Food Access and Recovery Grants

Columbia Basin Trust

Relevent Country: Canada

The Columbia Basin Trust’s Food Access and Recovery Grants is now open for applications to support community-led projects that increase access to affordable, quality, local food, with particular emphasis on supporting vulnerable populations.

This includes projects that support creating or enhancing communal growing/processing spaces and diverting food that would otherwise be wasted.

Funding Information 

  • Up to 85 per cent of total project costs can be requested from the Trust. There is no maximum amount for grant requests; however, they anticipate that many successful projects will be in the range of up to $80,000.

 

Types of Projects Eligible

Capital purchases to support Food Access and Recovery Projects in one of the following Project Categories:

  • Developing new or enhancing existing local, community growing spaces for use by members of the public (e.g., community garden spaces, chicken coops, noncommercial greenhouses, egg incubators, seed bank/distribution, rooftop gardens, vertical farming, etc.);
  • Creating opportunities for traditional teaching techniques to protect cultural practices; (e.g., traditional plant knowledge or wild meat processing techniques);
  • Redistributing local and, where applicable, non-local food waste (e.g. from a landfill, grocery stores, community fruit trees or garden or local farm or orchard) to individuals, families, and/or community agencies that serve vulnerable populations (e.g. food bank, community kitchen);
  • Integrating improved technology to create efficiencies in, or expand upon, existing community-led food production and/or recovery; and
  • Upgrading infrastructure to improve operations of existing, community-led food production and/or recovery.

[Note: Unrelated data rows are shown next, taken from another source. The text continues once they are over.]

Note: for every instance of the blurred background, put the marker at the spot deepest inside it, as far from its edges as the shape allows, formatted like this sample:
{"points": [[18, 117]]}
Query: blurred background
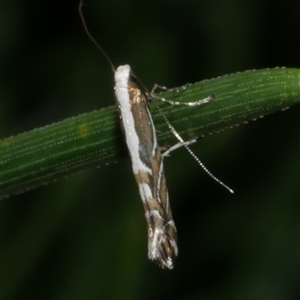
{"points": [[85, 237]]}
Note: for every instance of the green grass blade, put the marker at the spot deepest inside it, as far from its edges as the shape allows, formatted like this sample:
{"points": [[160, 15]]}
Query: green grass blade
{"points": [[94, 139]]}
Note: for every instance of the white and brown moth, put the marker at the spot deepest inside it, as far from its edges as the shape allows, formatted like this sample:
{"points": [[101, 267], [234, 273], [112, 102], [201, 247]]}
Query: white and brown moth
{"points": [[133, 102]]}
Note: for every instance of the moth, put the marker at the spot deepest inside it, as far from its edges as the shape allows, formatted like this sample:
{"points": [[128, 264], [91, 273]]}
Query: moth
{"points": [[133, 101]]}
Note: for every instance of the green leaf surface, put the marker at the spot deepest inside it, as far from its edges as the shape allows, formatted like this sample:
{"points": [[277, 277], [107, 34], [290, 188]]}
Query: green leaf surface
{"points": [[94, 139]]}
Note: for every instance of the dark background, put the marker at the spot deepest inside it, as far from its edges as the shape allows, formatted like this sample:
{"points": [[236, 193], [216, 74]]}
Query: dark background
{"points": [[85, 237]]}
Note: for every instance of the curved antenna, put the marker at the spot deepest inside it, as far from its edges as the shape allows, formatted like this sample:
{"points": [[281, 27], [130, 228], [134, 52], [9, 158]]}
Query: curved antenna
{"points": [[92, 38]]}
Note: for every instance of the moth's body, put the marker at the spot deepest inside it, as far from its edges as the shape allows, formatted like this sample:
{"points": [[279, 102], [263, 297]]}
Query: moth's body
{"points": [[147, 165]]}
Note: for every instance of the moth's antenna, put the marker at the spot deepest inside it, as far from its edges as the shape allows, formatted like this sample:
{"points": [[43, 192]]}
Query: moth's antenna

Note: Improvements to physical infrastructure are only eligible if they occur on non-profit, local government or First Nations land with established long-term use/operating agreements (minimum three years) and partnerships.

Eligibility Criteria

  • Eligible applicants include registered non-profits, local governments and First Nations in the Columbia Basin Trust region.
  • Applicants operating outside the Basin must partner with community-based organizations operating within the region and must show that the project benefits residents of the Basin.
  • These grants are not intended to support the commercial production of food.